The Crawler Framework was built to support several of the above capabilities outlined in Section 3. In particular there were several use cases that we wanted to support, some of which are described below.
The numbers in the above Figure correspond to a sequence of steps that occurs and a series of interactions between the different Crawler Framework extension points in order to perform the file ingestion activity. In Step 1, the Crawler Daemon determines if the Product file in the staging area matches a specified File Filter regular expression. In step 2, if the Product file does match the desired filter, the Crawler Daemon checks with the File Manager (using the Ingester) to determine whether or not the Product file has been ingested. In step 3, assuming that the Product file has not been ingested, then the Crawler Daemon ingests the Product file into the File Manager using the Ingester interface. During the ingestion, Metadata is first extracted (in sub-step 1) and then the File Manager client interface is used (in sub-step 2) to ingest into the File Manager. During ingestion, the File Manager is responsible for moving the Product file(s) into controlled access-storage and cataloging the provided Product metadata.

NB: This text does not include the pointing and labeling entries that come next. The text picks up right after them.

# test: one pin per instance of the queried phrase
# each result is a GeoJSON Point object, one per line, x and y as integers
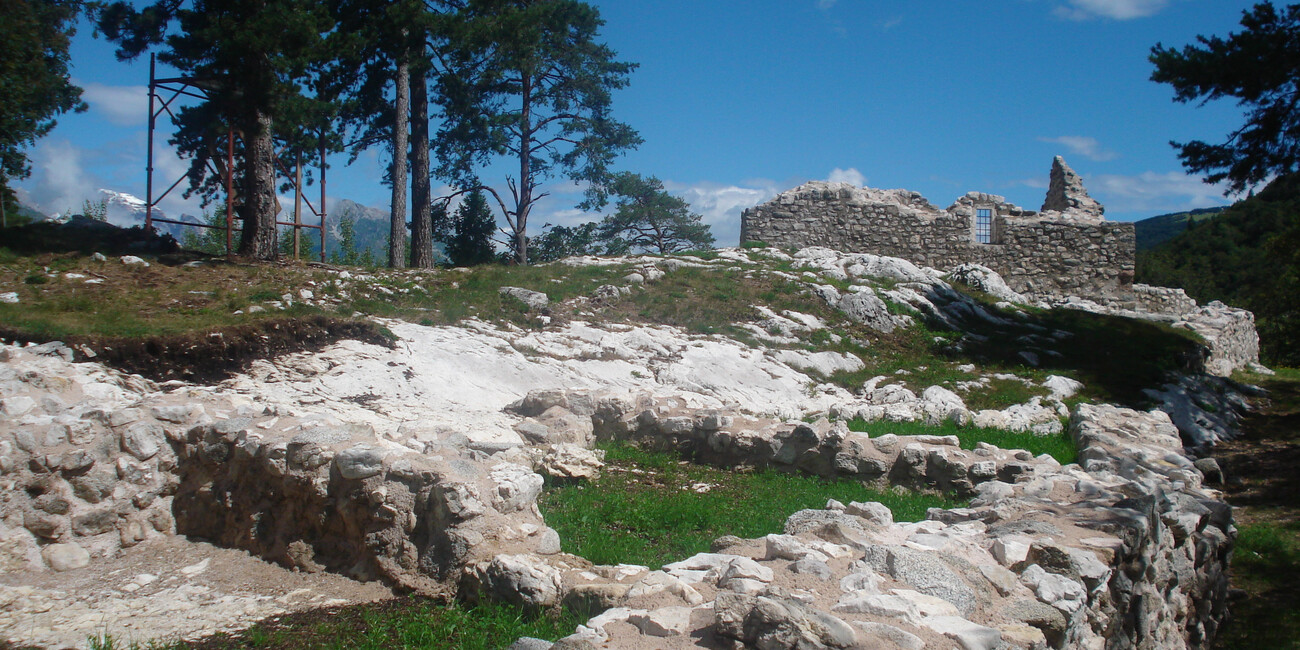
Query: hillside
{"type": "Point", "coordinates": [1160, 229]}
{"type": "Point", "coordinates": [394, 425]}
{"type": "Point", "coordinates": [1244, 258]}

Full list of Crawler Framework extension point classes and their associated property names from the Spring Bean XML files:
actions | org.apache.oodt.cas.crawl.action.DeleteFile org.apache.oodt.cas.crawl.action.FilemgrUniquenessChecker org.apache.oodt.cas.crawl.action.MimeTypeCrawlerAction org.apache.oodt.cas.crawl.action.MoveFile org.apache.oodt.cas.crawl.action.WorkflowMgrStatusUpdate |
preconditions | org.apache.oodt.cas.crawl.comparator.FilemgrUniquenessCheckComparator |